# Forum Learning Russian Language Pronunciation, Speech & Accent  Непроизносимые согласные и другое о произношении

## Lampada

"*Непроизносимые согласные* 
В некоторых сочетаниях при соединении трёх согласных один, обычно средний, выпадает (так называемый непроизносимый согласный).  
Выпадение согласного представлено в следующих сочетаниях: 
стл – [сл]: счастливый – сча[сл’]ивый
стн – [сн]: местный – ме[сн]ый
здн – [сн]: поздний – по[з’н’]ий
здц – [сц]: под уздцы – под у[сц]ы
ндш – [нш]: ландшафт – ла[нш]афт
нтг – [нг]: рентген – ре[нг’]ен
ндц – [нц]: голландцы – голла[нц]ы 
рдц – [рц]: сердце – се[рц]е
рдч – [рч’]: сердчишко – се[рч’]ишко
лнц – [нц]: солнце – со[нц]е 
Не произносится также звук [й’] между гласными, если после него стоит гласный [и]: моего [маиво́]."

----------


## vox05

> "*Непроизносимые согласные* 
> В некоторых сочетаниях при соединении трёх согласных один, обычно средний, выпадает (так называемый непроизносимый согласный).  
> Выпадение согласного представлено в следующих сочетаниях: 
> стл – [сл]: счастливый – сча[сл’]ивый

 Но тут он может и не выпадать ( в остальных примерах, похоже, выпадает обязательно ) - стлаться.

----------


## Lampada

> "*Непроизносимые согласные* 
> В некоторых сочетаниях при соединении трёх согласных один, обычно средний, выпадает (так называемый непроизносимый согласный).  
> Выпадение согласного представлено в следующих сочетаниях: 
> стл – [сл]: счастливый – сча[сл’]ивый
> 			
> 		  Но тут он может и не выпадать ( в остальных примерах, похоже, выпадает обязательно ) - стлаться.
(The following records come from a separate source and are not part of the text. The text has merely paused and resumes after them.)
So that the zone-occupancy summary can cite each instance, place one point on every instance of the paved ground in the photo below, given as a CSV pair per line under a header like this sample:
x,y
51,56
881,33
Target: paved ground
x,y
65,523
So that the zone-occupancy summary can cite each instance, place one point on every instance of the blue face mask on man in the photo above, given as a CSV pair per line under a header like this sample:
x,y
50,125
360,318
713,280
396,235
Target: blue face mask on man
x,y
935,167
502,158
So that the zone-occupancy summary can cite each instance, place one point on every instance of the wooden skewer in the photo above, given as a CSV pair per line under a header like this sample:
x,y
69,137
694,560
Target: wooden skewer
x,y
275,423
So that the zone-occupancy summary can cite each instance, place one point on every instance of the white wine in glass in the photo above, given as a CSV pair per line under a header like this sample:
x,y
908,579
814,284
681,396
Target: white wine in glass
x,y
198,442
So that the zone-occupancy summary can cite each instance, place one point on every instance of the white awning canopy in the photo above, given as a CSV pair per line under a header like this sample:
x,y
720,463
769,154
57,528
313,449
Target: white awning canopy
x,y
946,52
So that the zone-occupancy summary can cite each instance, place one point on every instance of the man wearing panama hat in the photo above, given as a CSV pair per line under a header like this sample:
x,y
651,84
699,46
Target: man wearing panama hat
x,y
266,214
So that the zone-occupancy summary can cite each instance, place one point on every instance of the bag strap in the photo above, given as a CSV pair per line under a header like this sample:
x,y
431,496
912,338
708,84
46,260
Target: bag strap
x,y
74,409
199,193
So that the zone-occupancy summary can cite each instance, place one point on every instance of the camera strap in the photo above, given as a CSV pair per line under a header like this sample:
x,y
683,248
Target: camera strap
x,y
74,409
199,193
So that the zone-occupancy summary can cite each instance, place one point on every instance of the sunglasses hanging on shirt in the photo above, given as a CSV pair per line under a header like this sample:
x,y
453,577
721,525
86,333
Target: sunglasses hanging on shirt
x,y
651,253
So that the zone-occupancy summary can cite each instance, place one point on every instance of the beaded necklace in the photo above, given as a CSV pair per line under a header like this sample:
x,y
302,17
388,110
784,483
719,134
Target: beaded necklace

 Я думаю, что чаще всего выпадает.  http://youtube.com/watch?v=YEkpyQSS8bg (в исполнении Елены Орловой)
Песня Булата Окуджавы 
Быстро молодость проходит, дни *счастливые* крадёт.
Что назначено судьбою - обязательно случится.
То ли самое прекрасное, ну самое прекрасное в окошко постучится.
То ли самое напрасное, ну самое напрасное в объятья упадёт. 
 Две жизни прожить не дано,
        Два счастья - затея пустая,
        из двух выпадает одно,
        такая уж правда простая.
        Кому проиграет труба
        прощальные в небо мотивы,
        Кому улыбнётся судьба,
        и он улыбнётся, *счастливый*. 
Нет, не делайте запасов из любви и доброты,
и про чёрный день грядущий не копите милосердья.
Пропадёт ни за понюшку, ну совсем ни за понюшку ваше горькое усердье,
Лягут свежие морщины, лягут новые морщины от напрасной суеты. 
Две жизни прожить не дано,
        Два счастья - затея пустая,
        из двух выпадает одно,
        такая уж правда простая.
        Кому проиграет труба
        прощальные в небо мотивы,
        Кому улыбнётся судьба,
        и он улыбнётся, *счастливый*. 
Жаль, что юность пролетела, жаль, что старость коротка.
Всё теперь уж на ладони, лоб в поту, душа в ушибах.
Но зато уже не будет, никогда уже не будет ни загадок, ни ошибок,
Только ровная дорога, только ровная дорога до последнего звонка. 
Две жизни прожить не дано...

----------


## Lampada

http://thor.kubsu.ru/index.php/corporat ... oglasnye_3 
"Непроизносимые, или «выпадающие», согласные *т, в, д* обычно встречаются в сочетаниях *стл, здн, рдц, вств*.
Ученики (на письме. Л.) делают ошибки, пропуская непроизносимые согласные в трудно проверяемых написаниях. К ним относятся слова с трудно распознаваемыми корнями и слова, редко употребляющиеся в речи учеников 
(окрестность, 
сверстник, 
лестница, 
крепостной, 
устный, 
праздник, 
под уздцы, 
безвозмездный, 
явственный, 
безмолвствовать).  
Написание слов с непроизносимыми согласными можно проверить, сопоставляя их с такими родственными словами (в том числе исторически родственными), в которых нет выпадения этих согласных.
Безмолвствовать – безмолвие;
окрестность – окрест, устар. вокруг;
сверстник – верста;
явственный звук – наяву.
Использование сопоставления слов с непроизносимыми и отчетливо произносимыми согласными в неродственных словах помогает предупредить смешение созвучных написаний (костный мозг – косный человек). 
Полезно поработать с таблицей сопоставления непроизносимых и отчетливо произносимых согласных:
сверстник – ровесник
полновластный – полногласный
грустный – гнусный
яростный – трехъярусный
свистнуть (издать свист) – свиснуть (повиснуть)
лестничная (клетка) – лесничий
...
...
искусственный – искусный
...
явственный (звук) (отчетливый) – яство (устар. еда, кушанье)
чувствовать – участвовать, чествовать
...  " Подчёркнуты выпадающие в разговоре звуки. Л.

----------


## Оля

> постлать (скатерть) – послать (письмо)

 Не согласна. Ну по крайней мере, я произношу именно "пос*т*лать".   ::

----------


## Lampada

> постлать (скатерть) – послать (письмо)
> 			
> 		  Не согласна. Ну по крайней мере, я произношу именно "пос*т*лать".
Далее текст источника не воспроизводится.